Un planteur de coton, Toby Kunta, prend en otage un journaliste berlinois dans la salle d’exposition d’un musée. Il demande un dédommagement substantiel pour lui-même et pour un groupe de paysans ruinés par la production de coton transgénique.

«J’avais envie d’écrire sur le coton et sur cette injustice qui continue d’être faite à des paysans, pas seulement en Afrique et en Asie. Même en Europe, même au Canada où on se trouve, chaque jour, des paysans manifestent parce qu’on ne leur achète pas leurs produits au prix juste», commente cet écrivain à la plume puissante, magnifique et sincère.

«Il y a des gens qui vont bloquer des voies ferrées pour se faire entendre. Et quand même, ces gens-là nourrissent le monde, dans le sens que leur sort est, pour beaucoup, vraiment injuste.»

Les injustices

Edem Awumey a également fait le constat que bien des injustices traversent le temps, traversent les siècles. 

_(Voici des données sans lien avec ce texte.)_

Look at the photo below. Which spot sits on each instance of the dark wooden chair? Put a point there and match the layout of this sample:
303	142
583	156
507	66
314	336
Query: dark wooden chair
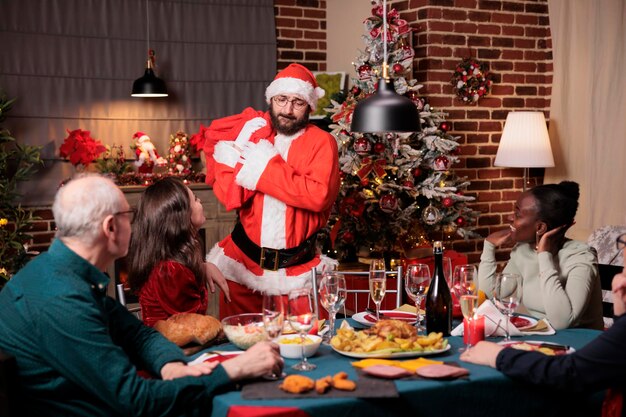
8	385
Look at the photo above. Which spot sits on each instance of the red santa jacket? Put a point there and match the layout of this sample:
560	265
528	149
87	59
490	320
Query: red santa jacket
290	184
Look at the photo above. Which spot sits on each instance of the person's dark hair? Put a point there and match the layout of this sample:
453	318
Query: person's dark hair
557	203
162	230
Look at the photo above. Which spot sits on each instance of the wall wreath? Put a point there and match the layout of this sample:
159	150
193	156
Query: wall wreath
471	80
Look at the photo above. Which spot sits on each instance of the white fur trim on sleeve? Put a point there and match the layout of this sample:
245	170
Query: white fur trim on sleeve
256	156
226	154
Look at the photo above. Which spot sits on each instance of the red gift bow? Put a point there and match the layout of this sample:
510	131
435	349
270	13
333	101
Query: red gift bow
369	165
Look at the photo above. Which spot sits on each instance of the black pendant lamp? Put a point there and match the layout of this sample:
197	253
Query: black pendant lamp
385	110
149	85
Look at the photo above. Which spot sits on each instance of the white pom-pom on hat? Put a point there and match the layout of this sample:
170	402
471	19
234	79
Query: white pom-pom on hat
298	80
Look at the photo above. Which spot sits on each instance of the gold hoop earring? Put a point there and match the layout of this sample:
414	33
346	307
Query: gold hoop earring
536	240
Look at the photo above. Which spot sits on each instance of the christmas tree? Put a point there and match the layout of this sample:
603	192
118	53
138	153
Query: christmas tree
398	191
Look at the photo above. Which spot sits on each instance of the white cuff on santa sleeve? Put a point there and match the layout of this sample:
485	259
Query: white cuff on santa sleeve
255	158
226	154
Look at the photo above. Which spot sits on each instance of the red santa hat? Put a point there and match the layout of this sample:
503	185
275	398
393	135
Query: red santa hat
296	79
140	137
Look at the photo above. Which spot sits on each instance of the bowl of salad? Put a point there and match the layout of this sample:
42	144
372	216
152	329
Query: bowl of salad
244	330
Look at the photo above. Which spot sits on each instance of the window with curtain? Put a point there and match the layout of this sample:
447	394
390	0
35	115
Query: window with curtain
587	123
71	64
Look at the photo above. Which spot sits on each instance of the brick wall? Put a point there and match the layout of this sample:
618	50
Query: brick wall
512	36
301	33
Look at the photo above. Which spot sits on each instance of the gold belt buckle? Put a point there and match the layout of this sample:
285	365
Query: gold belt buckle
262	260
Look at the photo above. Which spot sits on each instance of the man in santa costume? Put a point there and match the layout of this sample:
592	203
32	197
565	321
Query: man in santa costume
281	173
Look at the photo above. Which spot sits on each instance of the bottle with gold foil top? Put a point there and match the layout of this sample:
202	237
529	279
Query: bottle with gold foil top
438	298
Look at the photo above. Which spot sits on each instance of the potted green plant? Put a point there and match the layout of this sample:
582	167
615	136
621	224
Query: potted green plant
17	163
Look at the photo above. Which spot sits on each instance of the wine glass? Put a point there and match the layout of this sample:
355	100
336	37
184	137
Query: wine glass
302	319
467	292
507	296
332	296
273	319
378	283
416	282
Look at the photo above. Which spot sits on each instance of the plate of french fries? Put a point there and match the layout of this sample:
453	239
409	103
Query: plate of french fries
387	339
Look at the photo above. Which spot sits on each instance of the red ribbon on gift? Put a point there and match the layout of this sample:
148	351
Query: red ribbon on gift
369	165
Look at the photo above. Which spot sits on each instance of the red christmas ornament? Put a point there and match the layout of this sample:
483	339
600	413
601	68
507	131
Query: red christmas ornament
362	146
364	71
348	237
379	147
413	95
388	203
441	163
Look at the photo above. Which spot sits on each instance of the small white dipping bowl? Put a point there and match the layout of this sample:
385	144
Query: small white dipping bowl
294	350
244	330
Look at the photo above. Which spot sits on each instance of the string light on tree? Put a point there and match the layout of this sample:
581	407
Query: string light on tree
406	188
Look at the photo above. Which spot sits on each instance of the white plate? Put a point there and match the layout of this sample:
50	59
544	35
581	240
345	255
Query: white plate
534	342
382	354
533	322
369	319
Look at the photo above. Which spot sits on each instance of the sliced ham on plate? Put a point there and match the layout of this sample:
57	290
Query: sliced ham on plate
442	371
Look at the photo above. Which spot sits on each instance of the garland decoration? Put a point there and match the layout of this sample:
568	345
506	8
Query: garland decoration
471	80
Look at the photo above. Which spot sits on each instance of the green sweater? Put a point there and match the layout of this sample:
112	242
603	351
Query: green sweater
565	290
78	350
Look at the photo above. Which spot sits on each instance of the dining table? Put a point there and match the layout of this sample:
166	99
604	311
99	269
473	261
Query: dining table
484	392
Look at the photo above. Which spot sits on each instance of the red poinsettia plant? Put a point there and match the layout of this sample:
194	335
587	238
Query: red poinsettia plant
80	148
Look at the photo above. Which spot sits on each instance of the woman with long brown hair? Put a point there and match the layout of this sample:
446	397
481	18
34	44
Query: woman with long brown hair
166	266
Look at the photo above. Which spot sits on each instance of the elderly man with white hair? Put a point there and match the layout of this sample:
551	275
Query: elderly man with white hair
78	350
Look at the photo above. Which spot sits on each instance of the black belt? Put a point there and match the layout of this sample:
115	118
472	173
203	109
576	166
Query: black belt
274	259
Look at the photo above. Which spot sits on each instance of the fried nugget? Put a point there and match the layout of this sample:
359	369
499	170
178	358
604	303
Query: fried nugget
297	384
341	382
323	384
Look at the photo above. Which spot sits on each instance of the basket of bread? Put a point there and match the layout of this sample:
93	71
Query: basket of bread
190	331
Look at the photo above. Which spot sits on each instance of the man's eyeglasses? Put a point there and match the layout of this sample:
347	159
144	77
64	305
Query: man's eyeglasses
298	104
132	212
620	242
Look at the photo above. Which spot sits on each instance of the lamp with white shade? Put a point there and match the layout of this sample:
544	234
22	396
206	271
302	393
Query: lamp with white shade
525	143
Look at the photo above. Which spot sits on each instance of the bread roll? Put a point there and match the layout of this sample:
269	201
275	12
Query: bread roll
186	328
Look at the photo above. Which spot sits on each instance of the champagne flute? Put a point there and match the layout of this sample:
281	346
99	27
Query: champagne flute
447	271
378	283
273	319
416	282
459	270
507	296
468	298
302	319
332	296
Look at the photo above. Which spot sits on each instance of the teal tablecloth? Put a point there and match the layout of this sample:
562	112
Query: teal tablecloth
487	392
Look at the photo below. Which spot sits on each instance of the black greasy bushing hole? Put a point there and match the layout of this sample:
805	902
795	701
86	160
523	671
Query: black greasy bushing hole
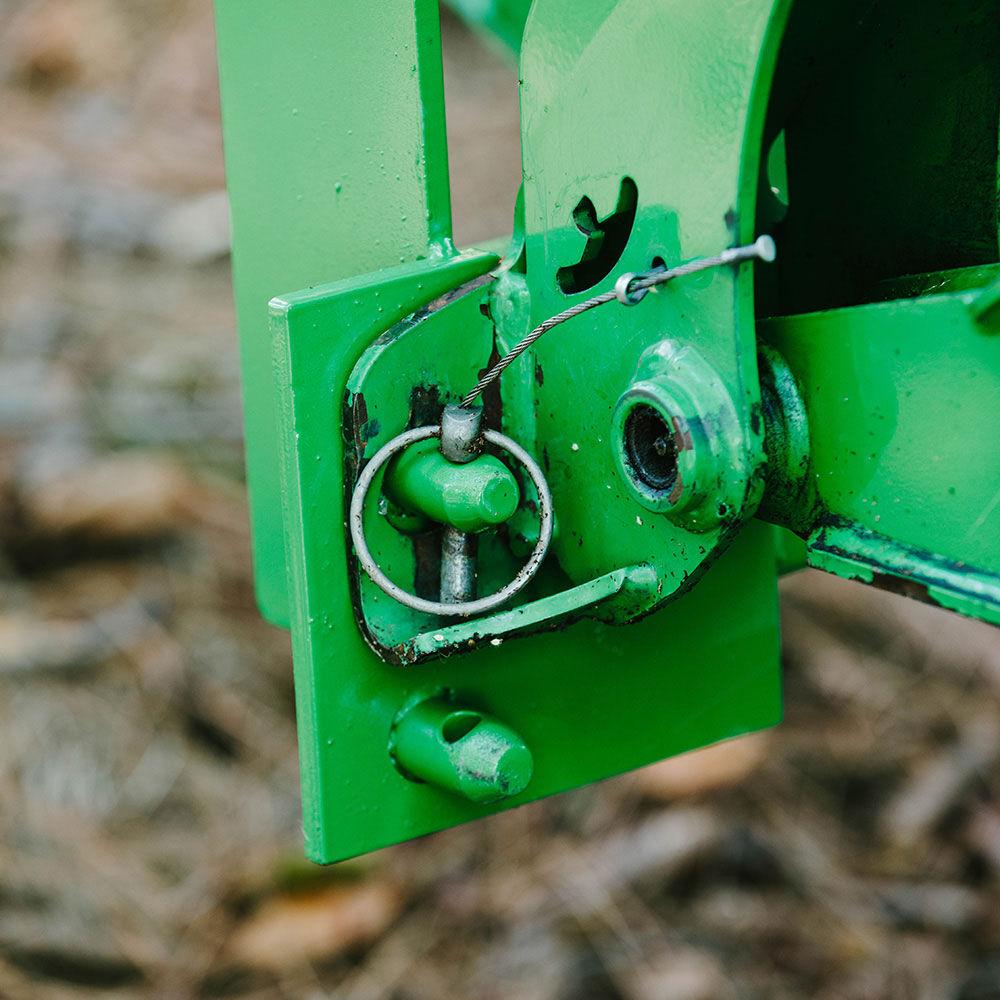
650	449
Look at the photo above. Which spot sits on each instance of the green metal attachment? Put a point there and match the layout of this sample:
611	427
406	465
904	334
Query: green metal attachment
847	395
460	750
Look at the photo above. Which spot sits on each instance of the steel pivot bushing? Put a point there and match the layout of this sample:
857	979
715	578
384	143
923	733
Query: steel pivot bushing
678	441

«Mon but n’était pas nécessairement de parler de l’esclavage historique. De temps en temps, on trouve Winnie et Samuel Brown dans cette histoire. C’est qu’il y a un esclavage historique qui fait écho à quelque chose de dramatique qu’on vit également au présent. On parle beaucoup de l’esclavage des enfants. Au moment où on se parle, il y a des gamins qui triment dans des filatures quelque part en Asie, au Bangladesh ou ailleurs pour que nous portions de beaux habits ici.»

Toutes ces idées ont été à la base de la construction du roman, mais Edem Awumey voulait aussi avoir une pensée pour ses grands-parents au Togo. 

«C’est un rapport entre l’enfance que j’ai pu vivre, enfant, pendant mes vacances, dans les champs avec mes grands-parents, là-bas au Togo, et la réalité aujourd’hui.»

«C’est un questionnement sur ces gens de la Terre qui, même s’ils n’avaient pas grand-chose et s’ils n’ont pas grand-chose, eh bien, savent se contenter de peu. C’est un questionnement sur les firmes qui, même si je ne les nomme pas dans le roman, viennent faire des grandes promesses à ces gens-là.»   

  • Edem Awumey est né au Togo et a élu domicile à Gatineau en 2005.  
  • Il est l’auteur de plusieurs romans, dont Port-Mélo (Gallimard, 2006 ; Grand Prix de littérature de l’Afrique noire).  
  • Il a publié également Les pieds sales (en lice pour le prix Goncourt), ainsi que plusieurs autres romans.  
  • Son œuvre est traduite en plusieurs langues, dont l’anglais, l’espagnol et l’allemand.